Что можно рассказать вам о времени - о тонкой структуре его и о мудрой его механике, которая извлекает из рукава будущего махровое полотенце дороги и стелит его нам под ноги? Может быть лучше рассказать вам об Америке? - о стране, в которой все дороги мира сошлись на состязание, и сама она превратилась в перекрученную, подобно листу Мебиуса, дыбом вставшую в пространстве и времени автостраду. Она глотает тела и души бешеным своим потоком и нет у нее конца, поэтому уйти с нее можно только на обочину.
Но что я расскажу об Америке, например, жителям выдуманной страны Россия, которые неоднократно были замечены за своим любимым занятием: попеременно то безмерно любить, то безмерно ненавидеть эту самую Америку? Или что я расскажу об Америке американцам, привыкшим ставить часы по спидометру и равно не замечающим ни прошедших лет, ни промелькнувших километров? Их самая заветная мечта - забыть о том, что где-то ждут дела и, надавив на газ, навсегда исчезнуть в пасти бесконечной дороги. Или рассказать вам о тех обитателях страны миллиона дорог, с которыми пересекалась моя дорога и по одну, и по другую сторону океана? Кто из них искал здесь стабильности, кто успеха, кого просто выбросило на берег волной? Порадоваться ли за них, или посочувствовать? Но нет, физик физикам глаз не выклюет, к тому же во время прогулки по ночному Принстону на крошечном пятачке вселенной сошлись вдруг три физтеха и один мифист, а в поедании шашлыков на берегу Потомака химику, строителю и журналисту составили компанию сразу три физика. От имени одного из последних я и начну свой рассказ.

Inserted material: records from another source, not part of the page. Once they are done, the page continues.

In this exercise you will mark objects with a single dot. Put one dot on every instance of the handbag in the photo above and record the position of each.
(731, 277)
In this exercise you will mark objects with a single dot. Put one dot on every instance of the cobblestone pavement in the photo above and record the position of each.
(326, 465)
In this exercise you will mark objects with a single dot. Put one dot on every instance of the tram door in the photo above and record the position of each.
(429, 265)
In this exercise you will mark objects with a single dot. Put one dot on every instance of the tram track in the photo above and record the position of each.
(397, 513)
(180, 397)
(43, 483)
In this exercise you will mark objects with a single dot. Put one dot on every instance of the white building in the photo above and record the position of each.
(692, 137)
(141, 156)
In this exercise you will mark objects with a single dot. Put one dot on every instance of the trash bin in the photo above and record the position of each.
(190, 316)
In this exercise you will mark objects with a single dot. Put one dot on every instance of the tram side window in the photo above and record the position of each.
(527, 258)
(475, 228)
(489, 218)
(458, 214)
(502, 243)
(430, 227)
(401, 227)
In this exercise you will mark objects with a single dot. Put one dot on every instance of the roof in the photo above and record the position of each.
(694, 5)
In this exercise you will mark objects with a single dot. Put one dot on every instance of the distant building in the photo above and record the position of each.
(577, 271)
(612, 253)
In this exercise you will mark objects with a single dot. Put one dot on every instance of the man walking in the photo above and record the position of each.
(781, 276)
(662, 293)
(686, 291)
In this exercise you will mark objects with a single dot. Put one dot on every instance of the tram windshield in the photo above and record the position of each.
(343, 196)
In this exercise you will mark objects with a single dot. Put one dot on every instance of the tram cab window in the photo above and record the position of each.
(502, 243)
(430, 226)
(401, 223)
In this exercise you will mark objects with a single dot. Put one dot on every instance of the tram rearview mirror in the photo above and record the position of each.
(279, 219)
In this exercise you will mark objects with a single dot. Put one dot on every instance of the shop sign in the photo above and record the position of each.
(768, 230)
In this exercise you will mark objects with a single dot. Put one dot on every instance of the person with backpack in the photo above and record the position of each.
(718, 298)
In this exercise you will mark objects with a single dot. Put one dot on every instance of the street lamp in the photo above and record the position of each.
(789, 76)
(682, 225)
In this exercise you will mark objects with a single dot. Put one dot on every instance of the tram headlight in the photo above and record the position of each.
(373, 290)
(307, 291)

В шесть утра я пересек проходную Брукхевенской лаборатории и, дойдя до перекрестка, на крейсерской скорости двинулся по направлению к югу. Вдоль дороги через лес. Обжигающая роса на траве. Солнце уже встало, но еще не поднялось над кронами, и лишь изредка пронзает острым лучом черные изумруды сосновых лап. Щемящее чувство безнадежного простора… С равной плотностью в противоположных направлениях несутся неведомо куда субботним утром ранние машины. Первые три мили ни одного жилья. И только у пересечения с другой автострадой появляется бензозаправка и магазин "сэвэн-илэвэн". Шесть миль - это почти десять километров, как сказал мне вечером охранник, когда я стал допытываться у него, как пройти к ближайшей остановке электрички (возможно, он посчитал меня сумасшедшим). И лишь на исходе этих шести миль появляются привольно стоящие дома, лужайки перед которыми трудолюбиво орошают автополивалки.
А вот и станция с добрым названием Мастик-Ширли (почти Ширли-Мырли). Упитанный негр-жаворонок изучает расписание на стене запертого и зарешеченного домика. "Это ближайшая? - спрашиваю я его, ткнув пальцем в понравившуюся строчку. - Да, - задумчиво отвечает он, - еще час ждать…" И так же задумчиво отправляется изучать содержимое ближайшего мусорного контейнера. На стоянке три брошенные машины. Одна изрядно помята, вторая доверху набита пакетами с мусором, на боковом стекле третьей - пожелтевшая бумажка с надписью: "продается" и телефоном владельца. На привокзальной площади несколько серых одноэтажных строений, внутри которых скрываются китайский ресторан и маленькие магазинчики. Черные, рассохшиеся от времени шпалы утонули в залитом мазутом гравии. Полотно усыпано битым стеклом. Пластиковые бутылки, жестянки, обрывки бумаги. Эдакое забытое богом Попасное. Нет, не рассказывайте мне, что где-то в шестидесяти милях есть один из самых больших городов мира!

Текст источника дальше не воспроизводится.